This past weekend I had the opportunity to compete at the Texas Subhunter 10 here in Austin, Texas. I had an incredibly tough match with a game opponent that I caught during our first meeting. This meeting, the rules were a little bit different so I had to modify my game accordingly. Unfortunately, my adaptation to this ruleset had me taking more chances than I was comfortable with and eventually led to my demise in the last four seconds of competition.
One of the greatest things about Jiu-jitsu is the opportunities it provides us to be life-long students. During my match, I learned some valuable lessons. Because of this particular sub-only ruleset, there were no winners if there were no submissions. In other words, no submission meant a draw and a draw meant, to me, both sides lost. I could not take a draw. Not on my life. I knew I had to go out there and put everything on the line, taking as many chances as possible in order to secure a victory. What ended up costing me was jumping into an ankle lock in the final minute, hoping to snatch a submission in fear of drawing. Watching over my tape, I can’t even be mad. What ended up costing me was getting caught in a knee-bar on the knee that I sprained just a week before. Admittedly, I panicked and gave a half-tap (you cant even tell on tape). Someone yelled out “he tapped”, the ref looked at me confused and wanting to keep my integrity intact, I nodded and said “give it to him”. There were four seconds left on the clock. Oh well.
The loss stung for the next couple of days but again, I can’t even be mad.
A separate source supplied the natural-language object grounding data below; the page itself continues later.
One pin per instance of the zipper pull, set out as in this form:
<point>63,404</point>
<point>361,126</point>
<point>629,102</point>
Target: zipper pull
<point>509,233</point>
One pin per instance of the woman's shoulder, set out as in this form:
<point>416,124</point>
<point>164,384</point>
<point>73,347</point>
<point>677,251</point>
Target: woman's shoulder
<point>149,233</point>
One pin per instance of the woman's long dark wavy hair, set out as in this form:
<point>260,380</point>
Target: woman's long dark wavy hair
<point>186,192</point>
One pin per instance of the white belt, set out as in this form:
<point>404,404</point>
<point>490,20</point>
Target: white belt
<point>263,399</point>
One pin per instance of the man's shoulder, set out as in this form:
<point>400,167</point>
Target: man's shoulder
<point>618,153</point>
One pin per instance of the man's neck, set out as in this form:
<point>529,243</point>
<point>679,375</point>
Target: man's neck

I did exactly what I had to do and went after every single submission attempt that presented itself rather than play the positional game and slowly grind down my opponents (what I prefer to do). I knew that I was not going to be happy with a draw so I went for it. My hunger to finish the match on my terms cost me but that’s all water under the bridge now.
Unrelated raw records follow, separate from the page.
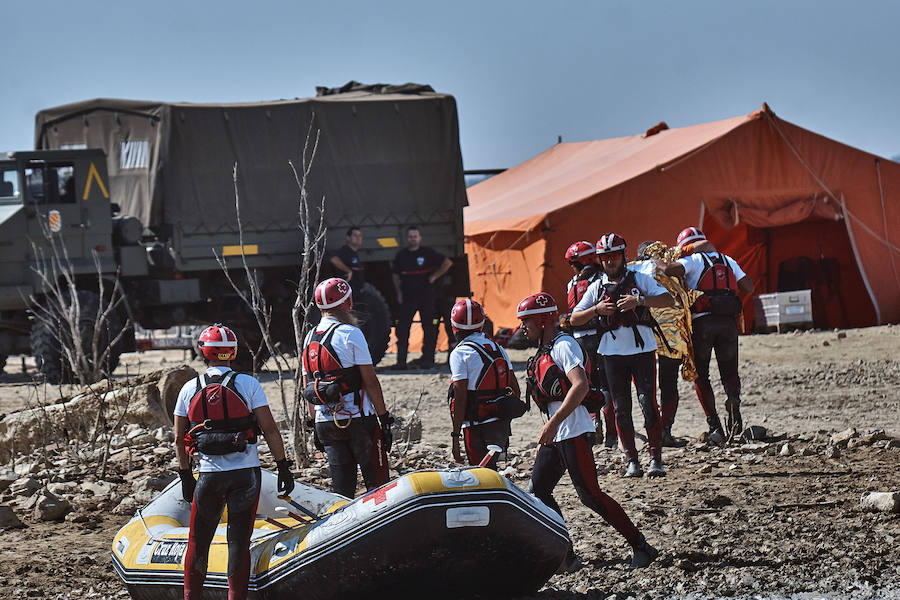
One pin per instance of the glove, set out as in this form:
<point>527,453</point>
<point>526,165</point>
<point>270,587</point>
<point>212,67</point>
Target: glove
<point>387,437</point>
<point>285,478</point>
<point>317,443</point>
<point>188,483</point>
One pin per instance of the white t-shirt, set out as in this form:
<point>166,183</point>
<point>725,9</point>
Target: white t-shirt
<point>581,332</point>
<point>693,269</point>
<point>466,363</point>
<point>567,355</point>
<point>252,392</point>
<point>620,342</point>
<point>351,348</point>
Learning Jiu-jitsu Versus Losing
Since my loss, I have had a chance to reflect. I have noticed a change in how I am training and my desire to train harder and more diligently. I have learned quite a bit about myself and what I need to work on. The adaptation to a ruleset that I have not experienced before opened up a whole new world of jiu-jitsu that I need to practice including, but not limited to, my transitional game and recovering from bad spots once I put myself in them while I attack.
Jiu-jitsu gives us a unique opportunity to be career students. Losing stinks but one thing I’m feeling great about is the learning that comes from it. Nobody wins all the time and as a brown belt, I’ve lost more than I’ve won. While this discourages most people, I realize that continuing to put myself out there despite my results is perhaps the most important thing. Winning is great. It feels much better than losing, however, winning and losing are two sides of the same coin.
I am very fortunate to have had this experience and fortunate that I had the better judgment to take this opportunity. I’d like to thank Garcia Promotions, my team, professors and training partners at Gracie Barra and all of my other friends training partners I share the mats with. I look forward to the next one.